This is a big deal for me.
I have kept a public blog for more than 7 years and my children have always been known by nicknames in it.
Not anymore. My blog’s long term fans would have noticed a huge change in my blog since yesterday.
I am very proud of my children’s names.
Still, I wanted to hide them from the world. While I’m revealing so much of myself here I could not help but try to wrap my kids in with a fluffy anonymity blanket.
As I start blogging again,
I feel more connected to the local people, businesses and charities than I did before, and more than previously I do want to work with them and for them. I want to promote amazing charities and help to bring recognition for them, for all the hard work they do for families like mine. We already have let some of them use our kids real names in their leaflets and websites, and to prevent confusion, I’ve revised my nickname policy here in my blog.
My blog’s fans have known my eldest as “Elsa”.
Her real name is Elisa, pronounced like the name “Eliza”.
I had known for more than a year before Elisa was born, that my first child with Dan would be called Elisa. I didn’t want to have any “foreign” letters in her name to honour her Finnish background, as in Finnish letter z is hardly ever used. But Dan didn’t want the pronunciation that comes easiest with this spelling, so we went with “Eliza” with s.
My youngest has been known as “Anna” in the blog.
Her real name is Melody.
Melody loves her name, she promptly and proudly introduces herself to everyone whenever needed or not. Her name comes from a twin who sadly didn’t live very long – I didn’t even ever have the honour to meet her. I met her mum when I had been told the worst news possible; that my child, Elisa, might die. It was then that I bombed into Melodee’s mum, who knew exactly what I was going through. We have been friends ever since.

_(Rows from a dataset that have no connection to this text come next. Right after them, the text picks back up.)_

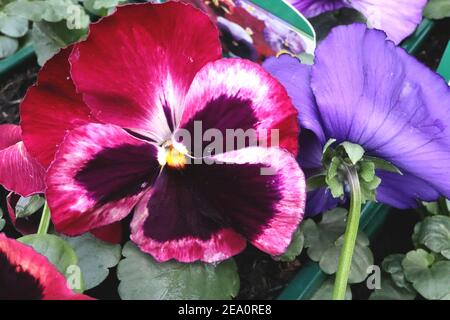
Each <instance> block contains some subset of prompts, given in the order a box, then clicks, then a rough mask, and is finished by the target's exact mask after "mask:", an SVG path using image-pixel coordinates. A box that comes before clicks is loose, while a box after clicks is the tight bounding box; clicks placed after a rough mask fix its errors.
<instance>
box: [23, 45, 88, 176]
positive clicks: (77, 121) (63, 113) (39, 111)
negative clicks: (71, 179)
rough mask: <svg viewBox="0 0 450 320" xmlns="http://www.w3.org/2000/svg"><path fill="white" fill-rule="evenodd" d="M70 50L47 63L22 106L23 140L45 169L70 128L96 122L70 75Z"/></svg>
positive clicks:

When I was expecting my youngest, we made name lists, and name Melody just kept popping up. It was the one that just felt right.
has always been known in the blog with her real name as according to her own wishes.
I feel like a weight has been lifted off my shoulders. It appears protecting the names of my children had been a sort of a battle that I had been soldiering through… and I don’t have to do that anymore. Strange.